Melatonin: The Sleep Regulator
Melatonin is a hormone produced primarily by the pineal gland, a small organ located deep within the brain. Its main function is to communicate information about the daily cycle of light and darkness to the body. This communication helps manage the circadian rhythm, the biological clock that dictates sleep-wake cycles over a 24-hour period.
The production of melatonin is sensitive to light exposure in adults. When the environment is dark, the pineal gland increases its output, which then signals to the brain that it is time to prepare for sleep. Conversely, exposure to bright light, particularly blue light, suppresses this release, promoting wakefulness. Melatonin does not forcibly induce sleep, but rather acts as a chemical messenger that lowers alertness and increases the propensity for rest.
The Timing of Infant Melatonin Production
A newborn’s body does not produce rhythmic melatonin at birth. The pineal gland is functionally immature and cannot synthesize the hormone in response to light and darkness until several weeks after delivery. For the first two to three months, the infant’s sleep is considered ultradian, meaning it occurs in short bursts throughout the day without a clear 24-hour cycle.
The onset of the baby’s own melatonin production begins to emerge between 10 and 12 weeks of age. This period marks the start of the pineal gland’s maturation and its ability to respond to environmental cues. By three to four months, a measurable circadian rhythm for melatonin begins to establish itself.
This physiological milestone often coincides with a noticeable shift in sleep patterns, moving from chaotic naps to longer, more consolidated sleep at night. While this change is sometimes associated with the “four-month sleep regression,” it actually represents the maturation of the infant’s circadian rhythm. Melatonin levels continue to stabilize and increase, becoming more established by six months of age, closely resembling an adult’s sleep-wake cycle.
How Maternal Melatonin Supports Newborn Sleep
Before an infant’s pineal gland matures, the baby relies on an external source of melatonin to support their early rhythm. During pregnancy, the hormone easily crosses the placenta, helping to regulate the fetus’s developmental cycles. This placental transfer stops at birth, which initially leaves the newborn with a depleting supply of the hormone.
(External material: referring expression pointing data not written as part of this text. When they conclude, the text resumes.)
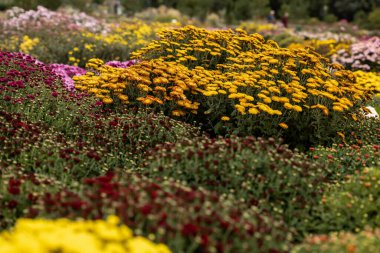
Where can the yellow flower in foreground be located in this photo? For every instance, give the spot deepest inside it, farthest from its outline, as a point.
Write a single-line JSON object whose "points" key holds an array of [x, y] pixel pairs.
{"points": [[283, 125], [66, 236]]}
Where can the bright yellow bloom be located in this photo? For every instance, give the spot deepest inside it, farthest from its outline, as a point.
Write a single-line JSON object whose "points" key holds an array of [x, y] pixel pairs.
{"points": [[66, 236]]}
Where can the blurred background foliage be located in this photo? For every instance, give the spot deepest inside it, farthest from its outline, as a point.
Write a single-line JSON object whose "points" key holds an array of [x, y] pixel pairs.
{"points": [[363, 12]]}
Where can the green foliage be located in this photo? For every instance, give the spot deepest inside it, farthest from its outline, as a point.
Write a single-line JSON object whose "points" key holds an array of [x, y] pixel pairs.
{"points": [[351, 205], [367, 241], [186, 219], [32, 4], [374, 19], [330, 18], [346, 9], [297, 9], [261, 172]]}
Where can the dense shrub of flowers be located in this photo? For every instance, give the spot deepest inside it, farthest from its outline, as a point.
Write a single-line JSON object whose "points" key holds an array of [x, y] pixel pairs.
{"points": [[243, 84], [369, 79], [19, 192], [363, 55], [184, 218], [345, 160], [46, 128], [262, 172], [68, 236], [351, 205], [66, 73], [367, 241]]}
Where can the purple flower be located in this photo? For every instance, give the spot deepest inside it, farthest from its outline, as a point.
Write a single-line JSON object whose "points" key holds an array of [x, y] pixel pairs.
{"points": [[119, 64], [66, 73]]}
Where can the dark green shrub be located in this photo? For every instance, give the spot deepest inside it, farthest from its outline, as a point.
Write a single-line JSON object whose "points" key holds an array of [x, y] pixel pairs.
{"points": [[186, 219], [364, 242], [351, 205], [261, 172]]}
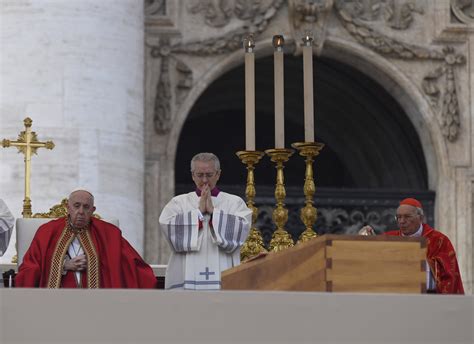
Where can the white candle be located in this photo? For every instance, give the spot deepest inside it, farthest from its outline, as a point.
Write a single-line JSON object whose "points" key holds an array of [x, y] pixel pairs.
{"points": [[308, 89], [279, 92], [249, 94]]}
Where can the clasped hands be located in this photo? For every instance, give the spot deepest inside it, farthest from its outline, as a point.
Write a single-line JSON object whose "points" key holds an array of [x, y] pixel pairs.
{"points": [[78, 263], [205, 202]]}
For breastfed infants, the mother’s milk serves as a temporary substitute for the baby’s lack of production. Melatonin levels in breast milk fluctuate throughout the day, mirroring the mother’s own circadian rhythm. Nighttime breast milk contains higher concentrations of the hormone, which is transferred to the baby during evening feeds.
This rhythmic delivery via breast milk acts as a cue, helping the newborn to differentiate between day and night. This temporary support helps entrain the infant’s developing systems.
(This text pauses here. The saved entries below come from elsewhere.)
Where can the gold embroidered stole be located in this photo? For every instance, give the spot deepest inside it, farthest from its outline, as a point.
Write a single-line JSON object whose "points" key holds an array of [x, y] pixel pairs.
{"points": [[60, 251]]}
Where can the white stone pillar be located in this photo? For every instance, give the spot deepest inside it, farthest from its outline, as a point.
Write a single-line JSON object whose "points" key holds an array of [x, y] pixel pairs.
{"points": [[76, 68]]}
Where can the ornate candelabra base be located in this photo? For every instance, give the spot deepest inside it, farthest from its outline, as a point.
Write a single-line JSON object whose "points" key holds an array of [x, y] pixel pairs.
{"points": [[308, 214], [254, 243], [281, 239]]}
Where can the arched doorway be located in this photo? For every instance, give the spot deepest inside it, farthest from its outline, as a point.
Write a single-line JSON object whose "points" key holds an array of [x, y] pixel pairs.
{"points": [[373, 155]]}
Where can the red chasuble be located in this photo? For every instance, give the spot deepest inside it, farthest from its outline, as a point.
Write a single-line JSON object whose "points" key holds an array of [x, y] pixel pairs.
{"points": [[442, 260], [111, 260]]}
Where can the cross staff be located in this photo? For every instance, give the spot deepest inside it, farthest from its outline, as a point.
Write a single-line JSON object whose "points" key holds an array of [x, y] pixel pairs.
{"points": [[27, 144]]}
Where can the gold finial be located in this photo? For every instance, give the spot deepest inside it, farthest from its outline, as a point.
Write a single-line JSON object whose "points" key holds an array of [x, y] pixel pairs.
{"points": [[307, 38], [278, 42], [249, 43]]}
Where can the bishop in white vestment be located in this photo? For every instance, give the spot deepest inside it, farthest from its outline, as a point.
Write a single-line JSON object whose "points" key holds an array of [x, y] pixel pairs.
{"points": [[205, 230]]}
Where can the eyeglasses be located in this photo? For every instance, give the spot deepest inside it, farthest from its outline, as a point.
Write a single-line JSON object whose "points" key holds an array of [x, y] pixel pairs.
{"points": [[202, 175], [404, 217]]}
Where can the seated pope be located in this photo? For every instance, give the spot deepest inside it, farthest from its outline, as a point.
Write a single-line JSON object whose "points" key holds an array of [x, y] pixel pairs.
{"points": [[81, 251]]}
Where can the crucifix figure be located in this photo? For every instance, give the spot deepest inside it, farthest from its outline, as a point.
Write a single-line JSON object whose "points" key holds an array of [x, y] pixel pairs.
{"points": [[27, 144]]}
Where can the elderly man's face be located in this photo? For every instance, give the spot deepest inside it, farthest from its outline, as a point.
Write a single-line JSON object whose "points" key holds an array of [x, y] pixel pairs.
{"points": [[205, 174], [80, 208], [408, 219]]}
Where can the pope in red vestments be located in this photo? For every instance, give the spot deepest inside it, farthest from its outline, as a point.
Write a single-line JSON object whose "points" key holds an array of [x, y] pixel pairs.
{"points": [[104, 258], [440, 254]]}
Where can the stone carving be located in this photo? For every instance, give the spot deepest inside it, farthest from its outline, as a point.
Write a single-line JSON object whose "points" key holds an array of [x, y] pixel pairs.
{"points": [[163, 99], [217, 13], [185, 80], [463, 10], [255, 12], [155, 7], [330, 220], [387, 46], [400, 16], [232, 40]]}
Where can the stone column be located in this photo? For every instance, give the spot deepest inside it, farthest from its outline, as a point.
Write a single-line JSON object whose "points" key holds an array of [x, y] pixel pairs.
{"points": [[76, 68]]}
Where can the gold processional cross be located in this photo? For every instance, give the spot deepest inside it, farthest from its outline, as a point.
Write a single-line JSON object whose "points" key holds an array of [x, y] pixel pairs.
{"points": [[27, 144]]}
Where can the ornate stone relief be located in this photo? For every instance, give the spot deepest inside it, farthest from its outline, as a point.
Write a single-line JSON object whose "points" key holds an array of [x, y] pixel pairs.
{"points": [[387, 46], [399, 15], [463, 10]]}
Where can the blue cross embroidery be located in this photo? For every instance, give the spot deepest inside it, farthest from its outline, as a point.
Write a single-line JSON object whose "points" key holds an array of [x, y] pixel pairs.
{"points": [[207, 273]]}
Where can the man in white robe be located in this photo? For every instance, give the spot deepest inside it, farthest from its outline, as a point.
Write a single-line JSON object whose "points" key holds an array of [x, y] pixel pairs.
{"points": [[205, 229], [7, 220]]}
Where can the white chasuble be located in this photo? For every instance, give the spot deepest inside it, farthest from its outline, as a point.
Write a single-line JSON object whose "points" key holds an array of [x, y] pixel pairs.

Environmental Factors that Promote Melatonin Release
Once the infant reaches the 10 to 12-week mark, parents can support the development of their baby’s sleep-wake cycle. The most effective strategy involves using light and darkness as environmental signals. Exposing the baby to natural light early in the day helps to anchor their emerging circadian rhythm, signaling that it is time for wakefulness.
Parents should aim for consistent light exposure during all daytime awake periods, which helps set the clock. Conversely, darkness is crucial for signaling the brain to begin melatonin production in the evening. For both naps and nighttime sleep, the sleeping environment should be as dark as possible, using tools like blackout curtains to eliminate external light sources.
A consistent, dim-light bedtime routine signals the transition to rest. Reducing light exposure in the hour before sleep helps prevent the suppression of the newly emerging melatonin production. Avoiding the use of bright lights during nighttime feedings and diaper changes is recommended to maintain the environment of darkness and support the continuous release of the hormone.